Kitchen, John Macrae

KITCHEN, John Macrae (1892-1955) of Ottawa, Ont. began his career as an architect for the City of Ottawa, but is best known for his role as a town planner and assistant to the eminent French city planner Jacques Greber. Born in Partick, Scotland he graduated from Royal Technical College in Glasgow and served an apprenticeship from 1907 to 1913 with Sturrock & Wilson, Architects, and with T.A. Millar in Glasgow. He came to Canada in 1914 and worked for the Munitions Board in Toronto until 1921 when he moved to Ottawa to take up the post of Supervising Architect for the City of Ottawa.

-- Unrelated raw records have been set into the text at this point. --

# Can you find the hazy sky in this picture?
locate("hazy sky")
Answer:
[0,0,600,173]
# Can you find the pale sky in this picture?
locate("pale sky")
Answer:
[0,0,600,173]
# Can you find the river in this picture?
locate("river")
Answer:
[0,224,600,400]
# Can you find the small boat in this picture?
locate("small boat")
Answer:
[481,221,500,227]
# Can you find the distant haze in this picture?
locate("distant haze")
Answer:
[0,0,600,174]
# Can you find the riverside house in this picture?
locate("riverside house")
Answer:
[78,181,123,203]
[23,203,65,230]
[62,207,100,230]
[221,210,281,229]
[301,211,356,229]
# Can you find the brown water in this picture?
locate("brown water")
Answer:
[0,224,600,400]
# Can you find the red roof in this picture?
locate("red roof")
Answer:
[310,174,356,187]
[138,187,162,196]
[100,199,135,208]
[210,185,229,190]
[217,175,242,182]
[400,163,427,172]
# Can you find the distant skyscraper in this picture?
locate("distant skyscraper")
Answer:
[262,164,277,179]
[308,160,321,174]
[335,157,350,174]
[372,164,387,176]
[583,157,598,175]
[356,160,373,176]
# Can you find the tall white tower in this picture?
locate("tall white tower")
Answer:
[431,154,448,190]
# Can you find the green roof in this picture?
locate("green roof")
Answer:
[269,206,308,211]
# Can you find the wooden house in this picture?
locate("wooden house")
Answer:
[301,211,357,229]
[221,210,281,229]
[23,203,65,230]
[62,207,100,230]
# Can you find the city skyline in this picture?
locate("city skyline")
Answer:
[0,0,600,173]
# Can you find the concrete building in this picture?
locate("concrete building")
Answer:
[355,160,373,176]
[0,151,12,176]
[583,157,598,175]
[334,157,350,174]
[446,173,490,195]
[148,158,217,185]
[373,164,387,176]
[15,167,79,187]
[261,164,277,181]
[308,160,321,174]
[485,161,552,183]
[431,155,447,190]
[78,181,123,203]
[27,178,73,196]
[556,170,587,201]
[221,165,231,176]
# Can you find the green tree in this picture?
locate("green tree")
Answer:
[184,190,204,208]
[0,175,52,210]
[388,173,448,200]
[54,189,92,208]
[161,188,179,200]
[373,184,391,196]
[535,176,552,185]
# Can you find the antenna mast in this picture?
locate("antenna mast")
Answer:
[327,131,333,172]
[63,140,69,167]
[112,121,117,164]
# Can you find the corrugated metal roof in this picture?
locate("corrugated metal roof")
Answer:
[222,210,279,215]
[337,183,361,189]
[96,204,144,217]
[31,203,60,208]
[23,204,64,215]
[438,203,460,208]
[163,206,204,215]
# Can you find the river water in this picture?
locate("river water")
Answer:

He became associated with the Town Planning Commission and worked under Noulan Cauchon until 1935. After the death of Couchon he then became technical adviser to the Commission and in 1944 was appointed as chief assistant to the Paris-based town planner Jacques Greber who was preparing a new Master Plan for post-war development of the Capital region. Their work culminated in the publication of the Plan for the National Capital, 1950, a document which set forth many planning principles still adhered to today by the National Capital Commission. Kitchen died in Ottawa on 16 May 1955 (biography & port. Financial Post [Toronto], 22 Dec. 1945, 6; obituary in The Citizen [Ottawa], 16 May 1955, 16; R.A.I.C. Journal, xxxii, June 1955, 230).

OTTAWA, ONT., No. 6 Fire Hall, McKay Street at Vaughan Street, 1938 (Ottawa Journal, 19 Oct. 1938, 5).